Das für Geburten ab 1. Januar 1986 eingeführte Erziehungsgeld ist eine Zuwendung des deutschen Staates an den Elternteil, der das Kind vorwiegend erzieht. Es ist als Ausgleich dafür gedacht, dass dieser Elternteil nur noch einer Teilzeitarbeit von maximal 30 Stunden pro Woche nachgeht. Schüler und Studenten als Eltern dürfen jedoch ihrer Berufsausbildung in vollem Umfang nachgehen. Auch dürfen bestimmte Einkommensgrenzen nicht überschritten werden. Man kann sich entscheiden, ob man maximal zwölf Monate lang 450 Euro erhält oder ob man für maximal 24 Monate 300 Euro pro Monat bekommt.
Das Erziehungsgeld muss man nicht zurückzahlen.
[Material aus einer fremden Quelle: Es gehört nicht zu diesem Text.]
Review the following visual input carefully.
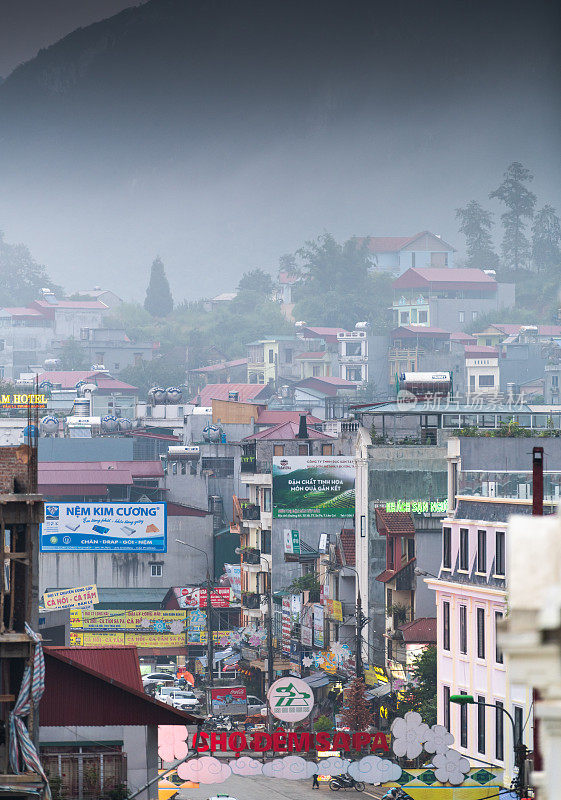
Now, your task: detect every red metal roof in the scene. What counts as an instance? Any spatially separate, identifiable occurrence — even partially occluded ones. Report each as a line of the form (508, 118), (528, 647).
(45, 645), (143, 692)
(244, 422), (334, 442)
(294, 350), (325, 359)
(257, 408), (322, 425)
(376, 508), (415, 536)
(191, 358), (247, 372)
(39, 647), (198, 727)
(465, 344), (499, 358)
(399, 617), (436, 644)
(392, 267), (497, 291)
(37, 370), (138, 392)
(196, 383), (270, 406)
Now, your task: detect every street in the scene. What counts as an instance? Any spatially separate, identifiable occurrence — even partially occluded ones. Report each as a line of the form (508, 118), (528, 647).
(177, 776), (386, 800)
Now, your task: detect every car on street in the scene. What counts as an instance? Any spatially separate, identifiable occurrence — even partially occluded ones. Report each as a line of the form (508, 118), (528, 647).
(142, 671), (174, 688)
(247, 694), (267, 717)
(156, 686), (201, 711)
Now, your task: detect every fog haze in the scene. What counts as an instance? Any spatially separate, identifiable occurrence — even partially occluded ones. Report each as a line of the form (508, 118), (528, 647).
(0, 0), (561, 299)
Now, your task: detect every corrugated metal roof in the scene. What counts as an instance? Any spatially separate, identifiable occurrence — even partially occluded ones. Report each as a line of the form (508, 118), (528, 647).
(47, 646), (143, 692)
(39, 647), (198, 727)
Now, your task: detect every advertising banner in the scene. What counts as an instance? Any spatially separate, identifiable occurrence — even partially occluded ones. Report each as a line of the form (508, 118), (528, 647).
(273, 456), (355, 519)
(282, 595), (292, 654)
(41, 503), (167, 553)
(173, 586), (232, 608)
(224, 564), (242, 599)
(210, 686), (247, 717)
(43, 584), (99, 611)
(70, 609), (187, 633)
(314, 603), (324, 647)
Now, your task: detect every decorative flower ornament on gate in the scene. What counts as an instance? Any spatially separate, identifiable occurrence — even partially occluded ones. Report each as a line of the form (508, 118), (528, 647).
(390, 711), (470, 786)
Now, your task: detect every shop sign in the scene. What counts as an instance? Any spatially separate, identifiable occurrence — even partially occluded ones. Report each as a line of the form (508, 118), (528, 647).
(210, 686), (247, 717)
(191, 732), (390, 755)
(43, 584), (99, 611)
(267, 677), (314, 722)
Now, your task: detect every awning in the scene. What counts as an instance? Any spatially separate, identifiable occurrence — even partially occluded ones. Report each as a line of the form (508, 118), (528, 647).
(302, 672), (329, 689)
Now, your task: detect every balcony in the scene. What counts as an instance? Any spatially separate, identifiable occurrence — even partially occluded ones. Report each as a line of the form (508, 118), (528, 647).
(242, 592), (261, 610)
(240, 500), (261, 521)
(241, 547), (261, 566)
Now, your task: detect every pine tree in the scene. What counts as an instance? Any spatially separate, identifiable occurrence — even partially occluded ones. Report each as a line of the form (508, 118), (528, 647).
(144, 256), (173, 317)
(343, 678), (374, 731)
(532, 205), (561, 272)
(489, 161), (536, 270)
(456, 200), (499, 269)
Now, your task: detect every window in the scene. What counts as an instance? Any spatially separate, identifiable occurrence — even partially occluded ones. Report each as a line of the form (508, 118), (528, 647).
(460, 528), (469, 572)
(477, 608), (485, 658)
(442, 686), (450, 733)
(477, 531), (487, 572)
(460, 606), (467, 655)
(261, 487), (271, 511)
(477, 697), (485, 754)
(261, 531), (271, 556)
(460, 692), (467, 747)
(495, 531), (505, 576)
(514, 706), (524, 743)
(495, 700), (505, 761)
(442, 600), (450, 650)
(442, 528), (452, 569)
(495, 611), (504, 664)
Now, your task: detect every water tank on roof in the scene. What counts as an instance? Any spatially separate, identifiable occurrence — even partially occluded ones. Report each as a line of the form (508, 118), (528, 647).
(39, 417), (58, 436)
(203, 425), (222, 442)
(72, 397), (90, 417)
(148, 386), (166, 405)
(101, 414), (118, 433)
(117, 417), (132, 431)
(166, 386), (183, 403)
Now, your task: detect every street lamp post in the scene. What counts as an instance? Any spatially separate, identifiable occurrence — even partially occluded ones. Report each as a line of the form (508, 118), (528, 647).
(175, 539), (214, 686)
(450, 694), (528, 798)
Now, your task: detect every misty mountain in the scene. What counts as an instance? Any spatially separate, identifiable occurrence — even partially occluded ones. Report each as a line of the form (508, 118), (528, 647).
(0, 0), (559, 297)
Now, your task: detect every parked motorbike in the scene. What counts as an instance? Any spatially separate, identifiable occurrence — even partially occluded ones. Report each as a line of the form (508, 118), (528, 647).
(329, 775), (365, 792)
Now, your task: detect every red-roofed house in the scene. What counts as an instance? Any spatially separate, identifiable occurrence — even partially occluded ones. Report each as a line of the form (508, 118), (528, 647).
(39, 647), (197, 800)
(360, 231), (456, 275)
(194, 383), (273, 408)
(393, 267), (515, 331)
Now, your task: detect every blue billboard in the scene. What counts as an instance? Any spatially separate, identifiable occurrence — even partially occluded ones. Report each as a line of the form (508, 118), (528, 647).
(40, 502), (167, 553)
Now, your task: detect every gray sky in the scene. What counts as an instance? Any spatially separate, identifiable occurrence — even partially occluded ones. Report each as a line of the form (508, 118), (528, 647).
(0, 0), (141, 78)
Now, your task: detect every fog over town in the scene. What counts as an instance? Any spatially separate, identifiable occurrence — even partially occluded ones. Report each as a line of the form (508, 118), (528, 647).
(0, 0), (561, 800)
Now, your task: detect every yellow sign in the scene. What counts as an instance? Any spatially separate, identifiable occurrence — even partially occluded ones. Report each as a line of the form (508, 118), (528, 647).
(333, 600), (343, 622)
(125, 633), (185, 649)
(70, 609), (187, 632)
(0, 394), (47, 408)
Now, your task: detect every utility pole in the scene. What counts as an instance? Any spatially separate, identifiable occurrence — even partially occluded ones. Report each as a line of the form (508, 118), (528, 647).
(206, 569), (214, 686)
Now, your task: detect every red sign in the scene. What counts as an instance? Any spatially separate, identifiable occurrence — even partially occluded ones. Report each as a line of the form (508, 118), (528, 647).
(174, 586), (230, 608)
(191, 732), (390, 753)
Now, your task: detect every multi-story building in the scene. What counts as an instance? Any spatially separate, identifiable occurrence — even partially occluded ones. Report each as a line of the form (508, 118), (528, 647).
(465, 345), (500, 399)
(392, 267), (515, 331)
(361, 231), (456, 275)
(425, 436), (561, 785)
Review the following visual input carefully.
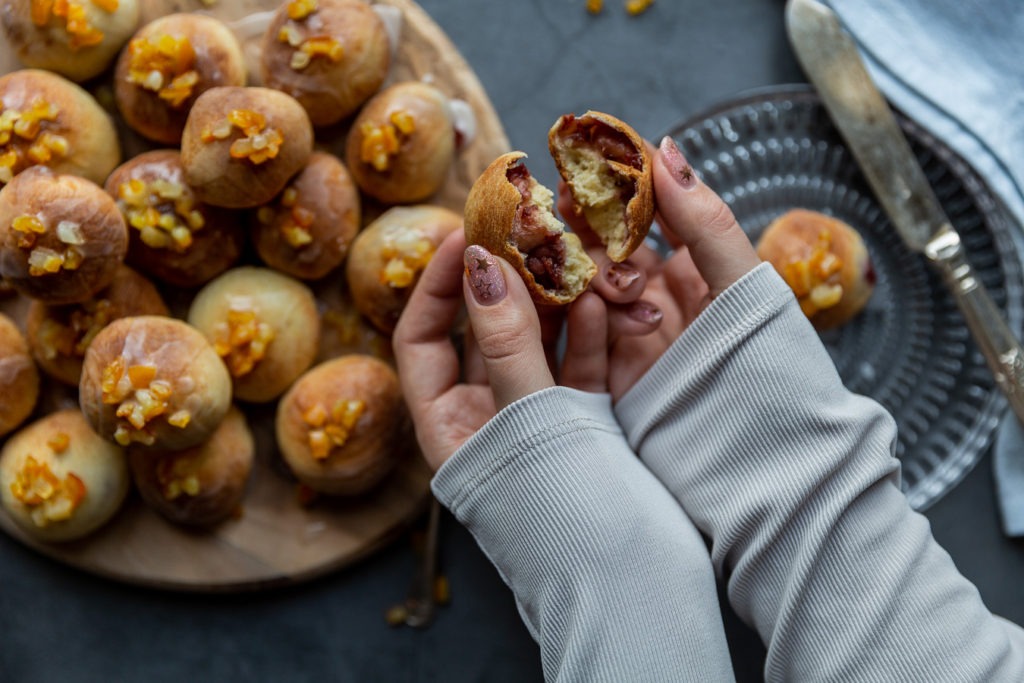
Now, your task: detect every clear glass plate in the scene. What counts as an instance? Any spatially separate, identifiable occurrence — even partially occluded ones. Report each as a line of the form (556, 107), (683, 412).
(668, 86), (1024, 509)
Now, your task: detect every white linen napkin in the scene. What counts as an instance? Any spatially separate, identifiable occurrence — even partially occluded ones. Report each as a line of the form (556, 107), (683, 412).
(826, 0), (1024, 537)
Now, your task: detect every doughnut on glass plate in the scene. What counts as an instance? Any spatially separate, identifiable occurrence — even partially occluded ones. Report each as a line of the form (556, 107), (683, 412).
(669, 86), (1022, 509)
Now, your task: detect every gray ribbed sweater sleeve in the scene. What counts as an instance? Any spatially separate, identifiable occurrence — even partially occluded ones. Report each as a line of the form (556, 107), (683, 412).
(432, 388), (733, 683)
(615, 264), (1024, 681)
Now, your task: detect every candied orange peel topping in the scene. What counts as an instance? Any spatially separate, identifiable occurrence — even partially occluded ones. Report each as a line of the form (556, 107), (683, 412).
(99, 356), (191, 445)
(782, 230), (843, 315)
(10, 456), (86, 527)
(256, 186), (316, 249)
(302, 398), (367, 460)
(359, 110), (416, 173)
(10, 214), (85, 278)
(380, 228), (436, 289)
(127, 33), (199, 109)
(157, 453), (202, 501)
(31, 0), (118, 50)
(0, 97), (70, 185)
(202, 110), (285, 164)
(213, 302), (274, 377)
(117, 178), (206, 254)
(39, 299), (114, 360)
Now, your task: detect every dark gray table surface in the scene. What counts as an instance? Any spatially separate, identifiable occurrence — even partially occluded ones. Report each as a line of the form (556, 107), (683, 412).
(0, 0), (1024, 683)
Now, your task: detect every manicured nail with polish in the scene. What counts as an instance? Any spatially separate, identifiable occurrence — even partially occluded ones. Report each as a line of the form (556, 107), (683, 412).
(626, 300), (665, 325)
(463, 245), (508, 306)
(658, 135), (697, 189)
(603, 261), (640, 292)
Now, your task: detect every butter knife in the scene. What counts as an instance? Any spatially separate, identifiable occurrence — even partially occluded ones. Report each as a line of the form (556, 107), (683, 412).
(785, 0), (1024, 421)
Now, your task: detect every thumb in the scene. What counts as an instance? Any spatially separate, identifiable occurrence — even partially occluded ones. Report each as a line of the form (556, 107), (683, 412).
(653, 136), (761, 297)
(463, 245), (555, 411)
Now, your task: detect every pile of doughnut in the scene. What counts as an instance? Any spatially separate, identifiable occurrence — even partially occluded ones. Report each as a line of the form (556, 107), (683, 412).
(0, 0), (466, 542)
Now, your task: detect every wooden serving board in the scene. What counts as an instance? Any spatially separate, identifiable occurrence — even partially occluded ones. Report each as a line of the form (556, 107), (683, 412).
(0, 0), (509, 592)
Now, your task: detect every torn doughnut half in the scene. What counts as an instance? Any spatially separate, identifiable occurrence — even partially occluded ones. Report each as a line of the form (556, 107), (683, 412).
(548, 111), (654, 262)
(465, 152), (597, 305)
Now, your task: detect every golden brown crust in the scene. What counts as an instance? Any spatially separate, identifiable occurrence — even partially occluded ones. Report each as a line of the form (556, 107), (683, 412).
(276, 355), (404, 496)
(0, 410), (131, 543)
(0, 0), (139, 81)
(105, 150), (245, 287)
(757, 209), (874, 330)
(79, 315), (231, 451)
(181, 86), (313, 208)
(548, 111), (654, 261)
(251, 152), (361, 280)
(26, 265), (170, 387)
(114, 13), (246, 145)
(128, 408), (256, 526)
(188, 266), (319, 402)
(464, 152), (597, 305)
(345, 205), (462, 334)
(0, 166), (128, 304)
(345, 81), (456, 204)
(0, 69), (121, 185)
(260, 0), (391, 126)
(0, 313), (39, 436)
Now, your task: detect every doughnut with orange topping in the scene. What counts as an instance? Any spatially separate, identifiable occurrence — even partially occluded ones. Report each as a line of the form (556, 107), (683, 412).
(106, 150), (245, 287)
(128, 408), (256, 526)
(0, 313), (39, 436)
(114, 13), (246, 145)
(0, 69), (121, 187)
(79, 315), (231, 451)
(0, 409), (131, 542)
(345, 81), (456, 204)
(250, 152), (360, 280)
(275, 354), (406, 496)
(757, 209), (876, 330)
(0, 166), (128, 304)
(188, 266), (319, 402)
(345, 204), (462, 334)
(26, 266), (169, 387)
(0, 0), (139, 81)
(181, 86), (313, 209)
(260, 0), (391, 126)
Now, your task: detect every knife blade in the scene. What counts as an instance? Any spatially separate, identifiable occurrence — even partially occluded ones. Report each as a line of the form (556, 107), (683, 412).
(785, 0), (1024, 422)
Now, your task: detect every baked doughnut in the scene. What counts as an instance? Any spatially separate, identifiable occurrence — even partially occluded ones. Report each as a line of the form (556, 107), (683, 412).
(26, 265), (169, 387)
(548, 112), (654, 261)
(79, 315), (231, 451)
(260, 0), (391, 126)
(275, 355), (404, 496)
(106, 150), (245, 287)
(0, 313), (39, 436)
(0, 166), (128, 304)
(0, 410), (131, 542)
(0, 69), (121, 186)
(0, 0), (139, 81)
(114, 12), (246, 145)
(250, 152), (361, 280)
(345, 81), (456, 204)
(465, 152), (597, 304)
(181, 86), (313, 209)
(757, 209), (876, 330)
(128, 408), (256, 526)
(345, 205), (462, 334)
(188, 266), (319, 402)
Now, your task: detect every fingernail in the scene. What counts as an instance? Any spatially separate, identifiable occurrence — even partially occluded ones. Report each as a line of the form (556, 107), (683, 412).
(626, 301), (665, 325)
(463, 245), (508, 306)
(659, 135), (697, 189)
(603, 261), (640, 292)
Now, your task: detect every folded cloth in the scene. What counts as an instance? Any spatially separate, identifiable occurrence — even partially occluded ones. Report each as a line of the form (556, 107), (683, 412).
(825, 0), (1024, 537)
(826, 0), (1024, 225)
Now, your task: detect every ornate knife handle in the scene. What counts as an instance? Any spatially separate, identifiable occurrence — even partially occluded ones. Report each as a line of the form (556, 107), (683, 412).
(925, 225), (1024, 422)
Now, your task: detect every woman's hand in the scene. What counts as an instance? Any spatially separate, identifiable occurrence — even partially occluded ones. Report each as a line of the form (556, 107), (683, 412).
(558, 137), (760, 400)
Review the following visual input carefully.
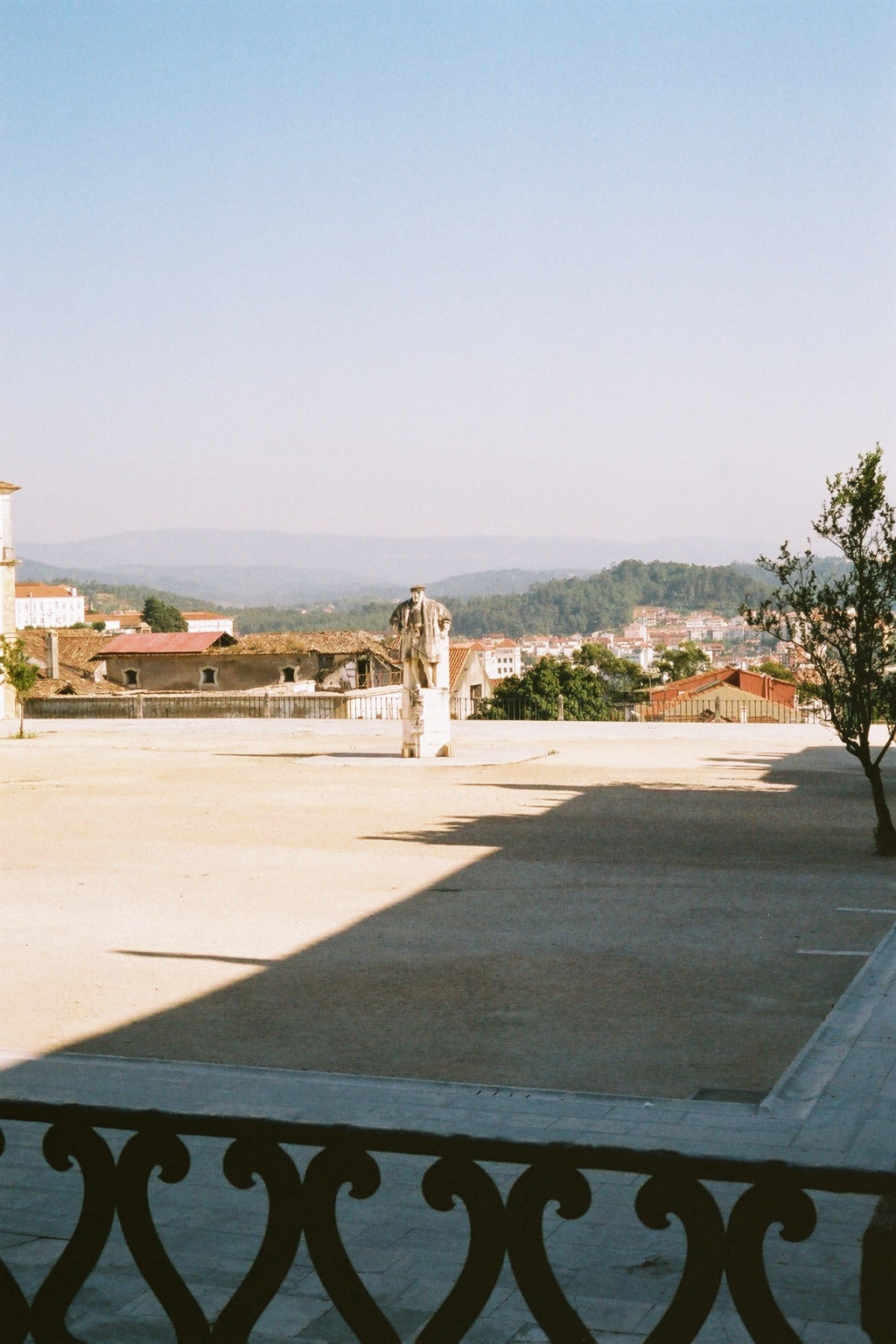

Einzelheiten sind im Bundeserziehungsgeldgesetz geregelt.
Einige Bundesländer (Bayern, Baden-Württemberg, Mecklenburg-Vorpommern, Sachsen & Thüringen) zahlen anschließend im 3. Kindsjahr freiwillig noch zusätzlich ein reduziertes Landes-Erziehungsgeld. Rechtsgrundlage sind hier Landesgesetze.
Das Erziehungsgeld soll laut dem Koalitionsvertrag von SPD/CDU/CSU für Kinder, die ab dem 1. Januar 2007 geboren sind durch ein neues Elterngeld ersetzt werden, das als einkommensabhängige Leistung ausgestaltet wird.